Layer 4 — Microsoft Defender for Servers

Additionally on Azure, Defender for Servers could be enabled on the VM as an additional layer. It automatically monitors for RDP brute force, alerts on port scans and suspicious logons, detects malware, and feeds everything into Sentinel.

This is a paid service, as it is part of the Azure ecosystem and delivered through Microsoft’s cloud platform

8. Automated Incident Response

The final part of the lab closes the loop between detection and response automatically. The system detects a brute-force attempt and blocks the source IP in the NSG, all with no human intervention in the loop.

Step 1 — The NSG Deny Rule

A dedicated NSG deny rule named SentinelBlockedIPs is created at priority 100, the highest priority in the ruleset. It starts with a dummy IP (in my example 1.1.1.1) and moving forward its source IP list gets populated automatically by the automation process that will be created.

Step 2 — The Logic App Playbook

First of all, a Logic App named Block_IP_playbook is created that runs through these steps:

Enable Managed Identity

Before adding roles, the Playbook needs its own account in Azure Active Directory.

To ensure the Playbook has authority to modify the NSG, the Identity and Access Management (IAM) settings need to be configured correctly .The Playbook needs the Network Contributor role so it can execute actions on the NSG.
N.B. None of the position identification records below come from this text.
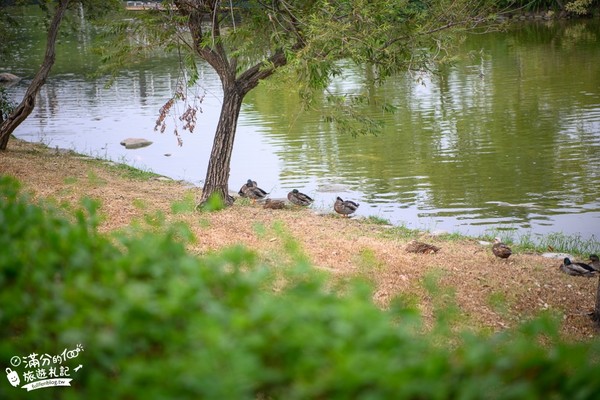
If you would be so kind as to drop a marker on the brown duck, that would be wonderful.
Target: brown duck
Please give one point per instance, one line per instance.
(421, 247)
(274, 204)
(344, 207)
(252, 191)
(299, 199)
(501, 250)
(576, 268)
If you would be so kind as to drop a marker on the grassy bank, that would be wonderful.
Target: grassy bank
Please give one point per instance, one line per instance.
(490, 294)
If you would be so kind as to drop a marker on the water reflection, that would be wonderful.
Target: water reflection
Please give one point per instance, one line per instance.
(507, 138)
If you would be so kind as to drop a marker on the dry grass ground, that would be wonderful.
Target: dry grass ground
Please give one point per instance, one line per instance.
(490, 293)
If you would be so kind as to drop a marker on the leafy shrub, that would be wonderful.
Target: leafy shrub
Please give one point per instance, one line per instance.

Azure uses Role-Based Access Control (RBAC) to grant the Playbook's managed identity permission to write changes to network resources.

Step 3: The Analytics Rule

The Detected RDP Brute Force analytic rule runs a KQL query looking for (in our example) 2 Event ID 4625 failures from the same IP within a time window. If the query returns a result (more than 0 results) this is considered as an incident registered by this analytics rule.

The automated response is an Automation Rule, it can be created from this window of the Analytics Rule wizard or from its own page (next step).

Step 4: The Automation Rule

Finally an Automation Rule is configured in Sentinel to trigger the playbook every time the incident named Detected RDP Brute Force is created.

The Complete Flow

Analytics Rule (NRT) detects ≥2 Event ID 4625 from same IP
         ↓
Sentinel incident created: "Detected RDP Brute Force"
         ↓
Automation Rule fires → Block_IP_playbook triggered
         ↓
Logic App extracts attacker IPs from incident entities
         ↓
SentinelBlockedIPs NSG rule updated with new IP
         ↓
All inbound traffic from that IP denied at priority 100

Every 5 minutes (the lowest rate that the scheduled query can be run at) the analytics rule runs the query, and the playbook will automatically block the extracted IP addresses from that query.

Switching to Near Real-Time Rules

The initial analytics rule ran every 5 minutes, this could leave a window of up to 5 minutes of brute force attempts to an attacker. Replacing it with an NRT (Near Real-Time) rule cuts the detection-to-block window to approximately one minute. The scheduled rule is disabled and the a new NRT rule is created (replaced the old rule’s name to keep overall change to a minimum).

The NSG block list is cleared before running a clean end-to-end test.

Live End-to-End Test

A few deliberate failed RDP logins are triggered from my personal machine (IP *.2.245.56).

The logs show the failed attempts at 2:25.

RDP connection attempts from the blocked machine are no longer allowed.

Conclusion

This lab walked through the full lifecycle of a cloud honeypot: provisioning intentionally exposed infrastructure, building a centralized SIEM pipeline with Log Analytics and Sentinel, visualizing attacker origins on a live geo map, hardening the system through defense-in-depth, and finally wiring an automated playbook to detect and block attackers at the NSG level without any manual step.

Each component — the NSG, Windows Firewall, AMA connector, GeoIP watchlist, analytics rule, Logic App, and automation rule — was configured to serve a specific purpose within the detection and response chain. The end result is a working SOC workflow running entirely in Azure, from raw log ingestion to automated firewall enforcement.